In-person navigation

The proposed IP-Nav involved in-person sessions with peer navigators to influence retention and adherence behaviours among AYAs. Acknowledging that not all peer navigators will necessarily be influential to all AYAs, the workshop identified opportunities to improve positive peer navigator influence. Codesign workshop participants highlighted the importance of feeling appreciated and having non-judgemental navigators who are vested in the preferences, experiences and goals of AYAs. They also desired empathetic navigators who can ‘walk with them’; and are open about sharing their lived experiences with HIV treatment. Additionally, they preferred navigators who can comfortably discuss health topics other than HIV, such as sex and sexuality, family planning, life skills and relationships. They also expressed a strong preference for navigators who demonstrate a high level of personal hygiene and neatness. Many participants expressed a desire to have IP-Navigators share informal recreational time in addition to specific HIV counselling (eg, playing a sport together or meeting caregivers/dependents). However, some older participants strongly preferred limited interaction time to accommodate busy schedules.

In response, the pretrial peer navigator training modules were modified to further emphasise active listening skills, facilitation skills, motivational interviewing, support discussion of non-HIV or health-related interests and sexual reproductive health and relationship education modules with appropriate referral options. The navigator training was adapted to encourage openness, empathy and equip them with the story-telling skills to share treatment experiences and challenges as learning points, and to emphasise the importance of professional appearance when meeting with AYAs. Based on prior peer educator experiences, the research team felt that encouraging external unstructured interactions outside of study procedures could be problematic in terms of maintaining professional boundaries and future scalability. Therefore, this recommendation was not adopted.

Additionally, participants preferred IP-Navigators of the same gender, particularly in boarding schools with gender-segregated environments that extend to visitors. AYAs preferred minimising IP-Navigator changes once assigned. Gender-matching was previously planned; We amended study procedures to avoid navigator switches whenever possible.

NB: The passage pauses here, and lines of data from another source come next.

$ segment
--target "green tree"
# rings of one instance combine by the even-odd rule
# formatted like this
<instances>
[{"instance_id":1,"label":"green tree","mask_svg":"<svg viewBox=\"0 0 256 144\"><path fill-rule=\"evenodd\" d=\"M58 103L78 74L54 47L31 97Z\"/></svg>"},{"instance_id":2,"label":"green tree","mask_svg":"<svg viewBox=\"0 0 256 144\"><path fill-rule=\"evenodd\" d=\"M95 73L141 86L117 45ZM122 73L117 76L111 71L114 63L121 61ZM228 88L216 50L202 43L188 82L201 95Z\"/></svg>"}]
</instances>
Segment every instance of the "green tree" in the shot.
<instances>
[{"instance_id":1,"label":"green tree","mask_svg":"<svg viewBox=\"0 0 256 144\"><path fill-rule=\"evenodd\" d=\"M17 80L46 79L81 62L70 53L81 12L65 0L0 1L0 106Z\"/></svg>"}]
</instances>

Across e-NAV and IP-NAV, the importance of navigators building trust with the AYAs and demonstrating themselves to be trustworthy arose. This included navigators supporting AYAs and in developing the skills needed to self-manage their HIV care, which was then included in Navigator training and re-emphasised during debriefs and annual trainings.

Conditional cash transfer

Realtime feedback on CCT prototypes largely endorsed the original plan including amount, delivery method and timing. However, two themes related to CCT arose. Some AYAs expressed a strong desire for confidentiality in who received the incentives, while others felt it was okay for their parents and guardians to know if they received an incentive. AYAs advocating confidentiality asserted, ‘funds should be given under water’ (ie, given in secret). Flexibility was consistent with the original study protocol, allowing incentives to be given either directly to the AYAs or to someone the AYAs designated. Caregiver notification was not required (though participants under 18 years had caregiver study consent which explained cash incentives may occur). In response to this topic, pretrial training materials around incentives further emphasised discretion. Additionally, there was a strong sentiment among HCD participants that viral suppression should not be incentivised, undercutting the study intent. Participants were concerned that: (1) missing an opportunity to receive an incentive would add shame and a feeling of punishment to the stress of having an unsuppressed viral load, (2) if friends knew they were in the study and were planning to use the extra funds in a social setting, not having the funds would reveal their unsuppressed status and cause social discomfort and (3) some viral failure may be outside of the control of the participant if related to drug resistance and would be unfair to withhold funds. Participants felt incentivising clinic visits would be more appropriate. The study team discussed the HCD results with care and attention. Ultimately, it was decided that the potential benefit of improving viral suppression with incentives, supported by extant literature but untested in this population, was worth investigating. Measures to attend to the very real concerns of the AYAs included training and documentation procedures to ensure incentive distribution was private and not discussed among study staff members or outside of the study and incentives were based on a combination of viral suppression and clinic attendance; further, questions around confidentiality and shame were added to the post-trial FGDs around the participant CCT experience to continue learning and improve future CCT use.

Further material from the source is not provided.